The most common Incident message code is Item Transaction Incomplete. A typical situation is when inventory counts are inaccurate. For example, a user will take a pair of gloves from a bin, scan the bar code to check them out, but according to the system, there are no gloves available to check out.

When you view an incident on the Inventory IQ desktop app, one of the blocks of information on the VIEW INCIDENT page is the DETAILS section. In Item Transaction Incomplete situations as in this example, Mr. Otts scanned the barcode for leather gloves 3 times (Incident Qty) even though the system said there was no inventory available (Current Qty Available). The surveillance video shows that Mr. Otts did in fact take out 3 pairs of gloves despite the system believing there were none to take. The Processed Qty is 0 because you can’t take 3 pairs of gloves when the available quantity is 0.

There are a few different ways to resolve this incident. The way you choose to resolve it will impact the accuracy of your reporting and the likelihood that your team triggers more incidents down the road.

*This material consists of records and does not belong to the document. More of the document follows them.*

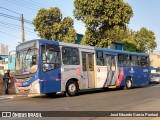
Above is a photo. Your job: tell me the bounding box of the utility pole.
[21,14,25,43]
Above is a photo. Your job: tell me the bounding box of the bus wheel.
[124,79,132,90]
[45,92,56,97]
[66,81,78,97]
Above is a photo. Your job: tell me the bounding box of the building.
[0,43,8,55]
[75,34,124,50]
[109,42,123,50]
[0,55,8,75]
[75,33,83,44]
[150,53,160,69]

OPTION 1: Dismiss Incident
If you check this box, the incident will be resolved as if it never took place. The gloves that Mr. Otts removed will not be accounted for, and the system will still show an available quantity of 0. This is the option that sweeps problems under the rug; if used regularly, you will quickly lose most of the value of your system because none of the information you might use for analysis and tracking will be trustworthy.

OPTION 2: Receive (x) and Reprocess Transaction
If you check this box, the incident will be resolved and the gloves will be accounted for. The drawback to this option is that we won’t know where the gloves were received from. Also, the current quantity available will remain 0 since we only received in enough to cover the incident. Any time someone comes back to take out more gloves, it will trigger another incident for the exact same reason. For this reason, this SKU will come up first in the list of items due for cycle count so we can finally reconcile the quantity on hand with what the system says the quantity is. The sooner you do that cycle count, the better off you will be.

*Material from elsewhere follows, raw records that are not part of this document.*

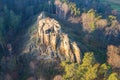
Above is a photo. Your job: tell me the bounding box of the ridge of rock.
[22,13,81,63]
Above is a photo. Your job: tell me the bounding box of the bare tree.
[61,3,70,19]
[48,0,53,14]
[54,0,62,17]
[107,45,120,68]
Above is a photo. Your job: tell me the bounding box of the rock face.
[22,13,81,63]
[107,45,120,68]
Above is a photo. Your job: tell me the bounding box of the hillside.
[0,0,120,80]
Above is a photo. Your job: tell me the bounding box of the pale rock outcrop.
[23,13,81,63]
[50,33,58,51]
[59,34,71,59]
[71,42,81,64]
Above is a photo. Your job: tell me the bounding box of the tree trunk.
[0,41,5,54]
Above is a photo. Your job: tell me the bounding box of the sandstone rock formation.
[22,13,81,63]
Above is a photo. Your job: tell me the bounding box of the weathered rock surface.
[22,13,81,63]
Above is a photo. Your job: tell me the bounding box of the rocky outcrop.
[22,13,81,63]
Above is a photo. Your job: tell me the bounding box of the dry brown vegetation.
[107,45,120,68]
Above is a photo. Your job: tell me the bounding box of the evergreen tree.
[0,17,5,52]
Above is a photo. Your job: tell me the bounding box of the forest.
[0,0,120,80]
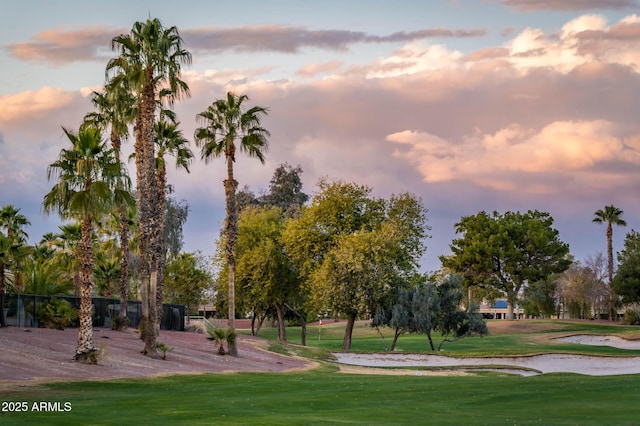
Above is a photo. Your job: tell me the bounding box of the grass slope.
[2,320,639,425]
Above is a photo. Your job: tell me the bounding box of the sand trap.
[555,334,640,350]
[333,334,640,376]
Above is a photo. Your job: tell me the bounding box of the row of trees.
[13,17,266,360]
[438,205,633,322]
[211,168,489,351]
[4,16,636,361]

OPTION 3: Do some detective work and correct inaccuracies before resolving the incident
This is not a box to check, but a forensic investigation. In the tutorial video accompanying this article, Jonny shows how to investigate unreceived shipments, and how to correct counts by receiving the shipment into the system. In the case of the incident with Mr. Otts and the gloves, there is no pending shipment that applies here. Discrepancies can also occur when someone scans a bar code without taking the same number of items as was scanned, or if someone returns an item without scanning the return. The VIEW INCIDENT page also has a block called EVENTS, which is a historical listing of every transaction involving the SKU in question, which may be helpful in retracing steps and understanding how the discrepancy occurred. If you can find the problem and make the correction before resolving the incident, you will find the current quantity listed as a positive number, and you can check the box to reconcile the transaction using the quantity of gloves now on hand to resolve the incident.